Weitere Artikel: Susan Vahabzadeh würdigt Michael Caine, dem die Viennale gerade eine kleine Werkschau widmet. Bei ihrer Antrittsvorlesung als Gastprofessorin an der FU Berlin entfaltete Rosemarie Tietze "ihre Utopie einer blühenden Übersetzungskultur", notiert Jens Bisky. Max Scharnigg erlebt beim Konzert der Hot Chips, wie die Band den Vorwurf "zu geschliffenen Sphärenpops" verdampfen lässt. Thomas Steinfeld schreibt den Nachruf auf die Autorin Cordelia Edvardson. Rainer Gansera gratuliert dem Regisseur Edgar Reitz zum 80. Geburtstag (beim Bayerischen Rundfunk finden wir dazu passend ein Feature über Reitz von Georg Seeßlen und Markus Metz).

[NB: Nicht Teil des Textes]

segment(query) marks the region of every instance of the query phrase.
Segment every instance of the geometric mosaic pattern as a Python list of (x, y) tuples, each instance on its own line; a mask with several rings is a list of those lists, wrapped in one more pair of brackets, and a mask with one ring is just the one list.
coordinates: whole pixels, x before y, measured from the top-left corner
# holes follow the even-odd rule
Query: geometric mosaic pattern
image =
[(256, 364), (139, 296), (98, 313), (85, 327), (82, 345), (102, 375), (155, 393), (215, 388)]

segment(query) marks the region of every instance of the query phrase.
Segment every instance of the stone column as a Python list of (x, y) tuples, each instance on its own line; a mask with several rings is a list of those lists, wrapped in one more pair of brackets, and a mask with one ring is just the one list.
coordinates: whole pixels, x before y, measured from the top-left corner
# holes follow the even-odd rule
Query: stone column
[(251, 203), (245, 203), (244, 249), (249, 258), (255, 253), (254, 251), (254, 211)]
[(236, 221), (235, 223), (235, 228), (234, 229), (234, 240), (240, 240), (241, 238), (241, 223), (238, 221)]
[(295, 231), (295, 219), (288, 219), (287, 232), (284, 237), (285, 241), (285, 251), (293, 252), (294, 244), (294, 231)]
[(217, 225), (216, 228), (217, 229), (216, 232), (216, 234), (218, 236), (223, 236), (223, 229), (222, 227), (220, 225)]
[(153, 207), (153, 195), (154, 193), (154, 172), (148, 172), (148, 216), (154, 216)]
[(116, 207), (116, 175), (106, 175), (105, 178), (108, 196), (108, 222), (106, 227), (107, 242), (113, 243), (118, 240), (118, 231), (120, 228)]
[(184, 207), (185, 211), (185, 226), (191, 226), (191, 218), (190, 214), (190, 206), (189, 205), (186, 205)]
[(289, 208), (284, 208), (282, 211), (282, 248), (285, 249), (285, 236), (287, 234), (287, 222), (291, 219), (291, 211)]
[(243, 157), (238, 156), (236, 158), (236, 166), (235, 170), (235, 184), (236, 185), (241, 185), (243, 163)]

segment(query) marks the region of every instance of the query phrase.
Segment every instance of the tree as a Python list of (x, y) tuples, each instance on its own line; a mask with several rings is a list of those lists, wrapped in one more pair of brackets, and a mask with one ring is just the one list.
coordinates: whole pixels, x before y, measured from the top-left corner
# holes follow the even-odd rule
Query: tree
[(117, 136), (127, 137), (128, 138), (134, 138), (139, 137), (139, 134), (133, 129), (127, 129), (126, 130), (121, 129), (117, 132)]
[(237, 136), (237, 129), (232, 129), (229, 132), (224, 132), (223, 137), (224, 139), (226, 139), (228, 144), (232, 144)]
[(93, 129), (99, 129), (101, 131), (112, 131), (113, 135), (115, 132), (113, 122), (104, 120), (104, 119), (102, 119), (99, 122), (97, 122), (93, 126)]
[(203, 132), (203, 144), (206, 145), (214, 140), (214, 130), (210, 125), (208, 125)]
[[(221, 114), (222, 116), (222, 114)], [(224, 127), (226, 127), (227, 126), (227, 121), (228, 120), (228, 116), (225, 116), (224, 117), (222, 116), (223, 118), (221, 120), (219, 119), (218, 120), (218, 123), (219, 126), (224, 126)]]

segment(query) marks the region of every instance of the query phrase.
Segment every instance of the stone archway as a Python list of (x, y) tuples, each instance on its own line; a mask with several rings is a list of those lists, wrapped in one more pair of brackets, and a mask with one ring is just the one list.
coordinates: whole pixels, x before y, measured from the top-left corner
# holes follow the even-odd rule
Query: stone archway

Besprochen werden neue Popveröffentlichungen (darunter neuer "Neuschwanstein-Rock" von Aerosmith), Cate Shortlands Film "Lore", Philipp Stölzls "Parsifal" an der Deutschen Oper in Berlin und Heinz Schillings Buch über Martin Luther (mehr in unserer Bücherschau um 14 Uhr).

FAZ, 31.10.2012

Richard Plepler und Michael Lombard, die Chefs des für seine Fernsehserien berühmten Bezahlsenders HBO, erklären im Gespräch mit Michael Hanfeld, wie es kommt, dass ihre Serien so gut sind: "Die großen Sender denken darüber nach, welche demografische Gruppe sie erreichen und ob das zu erwartende Publikum groß genug ist, dass sich ein Projekt rechnet. Bei uns ist es so: Da kommt jemand durch die Tür, und wir fragen uns: Ist das die originelle Idee, die wir suchen? Hat es einen Standpunkt? Haben wir so etwas noch nicht gesehen? Trauen wir diesem Autor ein Programm zu, das zu uns passt? Wenn wir diese Fragen mit Ja beantworten, springen wir auf und fangen nicht an, Marktanteilsforschung zu betreiben."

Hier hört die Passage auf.